Tofacitinib effective in East Asian patients with moderate to severe psoriasis
The oral Janus kinase inhibitor tofacitinib demonstrates superior efficacy vs placebo after 16 weeks of treatment in Asian patients with moderate to severe psoriasis, according to the results of a phase III trial. Furthermore, the improvements may be sustained up to week 52, with no unexpected safety findings.
A total of 266 patients (mean age 41.1 years; 72.9 percent male; mean body mass index, 25.3 kg/m2) from China, Taiwan and Korea were randomly assigned to treatment groups receiving tofacitinib 5 mg (n=88), 10 mg (n=90), placebo (n=88) twice daily for 52 weeks. Placebo-treated patients advanced to tofacitinib at week 16.
At week 16, the primary endpoints of proportion of patients achieving Physician’s Global Assessment (PGA) response (‘clear’ or ‘almost clear’) and proportion of those achieving ≥75 percent reduction from baseline Psoriasis Area and Severity Index (PASI75) was greater in both tofacitinib 5 and 10 mg treatment arms than in the placebo arm (PGA: 52.3 and 75.6 percent vs 19.3 percent, respectively; PASI75: 54.6 and 81.1 percent vs 12.5 percent, respectively; p<0.0001 for all). [J Dermatol Sci 2017;doi:10.1016/j.jdermsci.2017.05.004]
Of the tofacitinib 5 and 10 mg responders, 73.6 and 75.0 percent maintained PGA response and 76.8 and 84.9 percent maintained PASI75 up to week 52, respectively.
Over 52 weeks, serious adverse events (AEs) were reported in 2.2 to 4.5 percent of patients across treatment groups, with adverse events leading to treatment discontinuation in 1.1 to 6.8 percent.
“East Asian patients with psoriasis represent a distinct population and have demonstrated differences in disease activity and treatment outcomes compared with other regions. Therefore, it is important to examine the efficacy and safety of potential psoriasis therapies specifically in these patients,” the investigators said. [G Ital Dermatol Venereol 2016;151:412–431]

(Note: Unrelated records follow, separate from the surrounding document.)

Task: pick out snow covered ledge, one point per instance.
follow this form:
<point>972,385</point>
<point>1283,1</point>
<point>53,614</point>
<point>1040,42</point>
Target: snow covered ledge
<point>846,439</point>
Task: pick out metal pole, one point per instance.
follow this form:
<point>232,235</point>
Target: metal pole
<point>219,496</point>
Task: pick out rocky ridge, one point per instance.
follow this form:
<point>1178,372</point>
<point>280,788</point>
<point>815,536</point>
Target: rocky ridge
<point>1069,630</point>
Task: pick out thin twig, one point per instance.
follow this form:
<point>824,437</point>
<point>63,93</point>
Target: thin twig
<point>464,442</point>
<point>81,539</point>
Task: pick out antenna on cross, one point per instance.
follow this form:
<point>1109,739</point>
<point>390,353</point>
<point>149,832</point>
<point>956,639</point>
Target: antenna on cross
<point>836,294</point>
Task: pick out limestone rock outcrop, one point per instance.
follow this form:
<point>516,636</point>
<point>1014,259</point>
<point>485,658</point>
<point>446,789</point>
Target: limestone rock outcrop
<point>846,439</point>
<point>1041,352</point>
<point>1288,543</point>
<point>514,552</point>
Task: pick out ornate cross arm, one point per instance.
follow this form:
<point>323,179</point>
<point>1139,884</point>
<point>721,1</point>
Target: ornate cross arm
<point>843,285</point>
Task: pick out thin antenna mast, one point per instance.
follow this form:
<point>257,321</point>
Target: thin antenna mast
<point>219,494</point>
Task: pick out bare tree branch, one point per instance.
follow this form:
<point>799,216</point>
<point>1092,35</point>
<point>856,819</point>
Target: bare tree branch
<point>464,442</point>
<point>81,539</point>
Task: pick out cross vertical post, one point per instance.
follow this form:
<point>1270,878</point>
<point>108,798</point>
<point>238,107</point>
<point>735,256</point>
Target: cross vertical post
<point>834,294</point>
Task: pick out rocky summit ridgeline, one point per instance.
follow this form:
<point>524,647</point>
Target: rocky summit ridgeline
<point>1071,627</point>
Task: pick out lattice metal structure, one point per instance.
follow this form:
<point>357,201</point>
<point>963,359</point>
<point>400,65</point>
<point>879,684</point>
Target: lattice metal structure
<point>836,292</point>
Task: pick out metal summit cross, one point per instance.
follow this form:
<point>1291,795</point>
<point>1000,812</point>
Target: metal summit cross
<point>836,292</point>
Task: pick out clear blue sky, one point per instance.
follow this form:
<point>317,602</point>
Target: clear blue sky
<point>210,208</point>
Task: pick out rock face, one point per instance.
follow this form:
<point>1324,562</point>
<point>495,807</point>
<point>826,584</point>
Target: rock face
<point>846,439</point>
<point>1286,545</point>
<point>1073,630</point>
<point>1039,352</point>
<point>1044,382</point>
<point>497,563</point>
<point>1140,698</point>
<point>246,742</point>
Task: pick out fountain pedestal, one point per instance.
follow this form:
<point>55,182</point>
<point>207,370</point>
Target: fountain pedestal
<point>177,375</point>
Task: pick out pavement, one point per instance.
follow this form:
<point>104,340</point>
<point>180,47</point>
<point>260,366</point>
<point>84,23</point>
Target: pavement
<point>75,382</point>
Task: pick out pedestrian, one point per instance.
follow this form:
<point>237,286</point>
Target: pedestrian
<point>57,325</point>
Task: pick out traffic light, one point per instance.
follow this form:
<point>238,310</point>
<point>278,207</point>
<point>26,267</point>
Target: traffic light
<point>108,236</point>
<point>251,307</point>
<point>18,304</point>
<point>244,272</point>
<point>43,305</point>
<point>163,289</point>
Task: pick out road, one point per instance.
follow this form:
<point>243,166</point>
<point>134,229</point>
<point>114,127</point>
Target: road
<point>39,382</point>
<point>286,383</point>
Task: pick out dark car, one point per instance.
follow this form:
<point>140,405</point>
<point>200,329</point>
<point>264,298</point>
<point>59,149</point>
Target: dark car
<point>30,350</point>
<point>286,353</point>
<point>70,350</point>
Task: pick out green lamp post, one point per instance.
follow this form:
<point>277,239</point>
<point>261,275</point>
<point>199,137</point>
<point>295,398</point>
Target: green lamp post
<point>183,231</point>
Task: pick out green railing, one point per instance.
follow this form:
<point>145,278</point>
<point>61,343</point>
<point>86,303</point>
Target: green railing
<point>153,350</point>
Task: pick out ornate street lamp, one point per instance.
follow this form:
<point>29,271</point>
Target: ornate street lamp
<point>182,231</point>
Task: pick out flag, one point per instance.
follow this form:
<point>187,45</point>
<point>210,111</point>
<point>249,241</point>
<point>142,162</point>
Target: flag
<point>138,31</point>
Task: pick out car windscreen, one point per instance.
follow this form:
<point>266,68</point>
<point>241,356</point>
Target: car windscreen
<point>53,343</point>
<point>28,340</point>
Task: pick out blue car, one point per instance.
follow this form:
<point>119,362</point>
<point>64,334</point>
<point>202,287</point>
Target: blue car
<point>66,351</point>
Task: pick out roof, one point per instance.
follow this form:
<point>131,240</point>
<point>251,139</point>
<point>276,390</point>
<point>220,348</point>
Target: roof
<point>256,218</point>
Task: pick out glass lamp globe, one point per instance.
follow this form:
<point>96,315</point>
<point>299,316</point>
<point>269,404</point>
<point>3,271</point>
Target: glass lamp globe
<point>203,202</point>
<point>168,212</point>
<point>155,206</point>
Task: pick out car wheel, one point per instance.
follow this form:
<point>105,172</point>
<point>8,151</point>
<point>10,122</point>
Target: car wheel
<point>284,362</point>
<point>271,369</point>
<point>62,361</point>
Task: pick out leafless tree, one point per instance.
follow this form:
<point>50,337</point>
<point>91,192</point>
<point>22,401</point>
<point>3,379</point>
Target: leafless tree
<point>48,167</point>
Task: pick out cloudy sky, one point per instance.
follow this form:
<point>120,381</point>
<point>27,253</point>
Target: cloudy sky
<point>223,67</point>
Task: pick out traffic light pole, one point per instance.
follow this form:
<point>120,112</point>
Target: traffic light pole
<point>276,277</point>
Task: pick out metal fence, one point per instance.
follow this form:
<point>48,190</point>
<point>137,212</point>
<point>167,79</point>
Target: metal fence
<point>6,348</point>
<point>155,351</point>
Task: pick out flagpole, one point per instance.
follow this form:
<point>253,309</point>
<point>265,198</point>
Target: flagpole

“Although no direct comparisons can be made, generally higher PGA and PASI75 response rates were observed with tofacitinib 5 mg and 10 mg [twice daily] compared with the same doses in global psoriasis studies,” they continued. [Lancet 2015;386: 552–561; Br J Dermatol 2015;172:1395–1406; 173:949–961; J Am Acad Dermatol 2016;74:841–850]
The higher response rates observed in East Asian populations may be attributed to differences in patient characteristics, including lower body weight, shorter disease duration, less prior use of biologic therapies and higher baseline disease severity compared with global clinical study populations, they explained. [J Dermatol 2016;43:869–880]
“The overall safety profile of tofacitinib in this study was [also] generally consistent with that observed in the global studies,” they added.
The study had several limitations, including the lack of placebo arm beyond week 16 and the lack of any active comparator control arm throughout the study, the relatively limited sample size and timeframe that prevented the accurate assessment of the frequency of rare or uncommon AEs or those with long latency (eg, malignancy or cardiovascular AEs).
“As this was not a head-to-head study comparing efficacy between global and East Asian patients, no formal statistical comparisons were made and therefore only general indirect observations are possible. Finally, it is unclear how applicable the results from this study are to East Asian patients living outside the region,” the investigators said.
In an email to MIMS, Dr Benson Yeo from the National Skin Centre in Singapore and who was not involved in the study, commented that the present data provide tailored information to doctors who treat East Asians with psoriasis on a regular basis.
“The primary endpoints used in the study [the proportion of patients achieving a PGA response of ‘clear’ or ‘almost clear’, and the proportion of patients achieving PASI 75 response] are consistent with the current benchmark of most clinical trials of psoriasis and are stringent criteria which corresponds to significant clinical improvement,” Dr Yeo noted.
He pointed out that tofacitinib as an oral medication is a welcome addition to the armamentarium in psoriasis therapy where treatment failure still occurs due to factors such as poor response, poor tolerability, costs or patient preference for administration route.
“Clinicians planning to use tofacitinib should, however, remain cognizant of the possible adverse events, including upper respiratory tract infection, nasopharyngitis, herpes zoster and hyperlipidaemia,” Dr Yeo said. “Furthermore, [evaluating] rarer adverse events with longer latency period, such as malignancies and cardiovascular adverse events, would require a larger sample size, extension studies and postmarket surveillance.”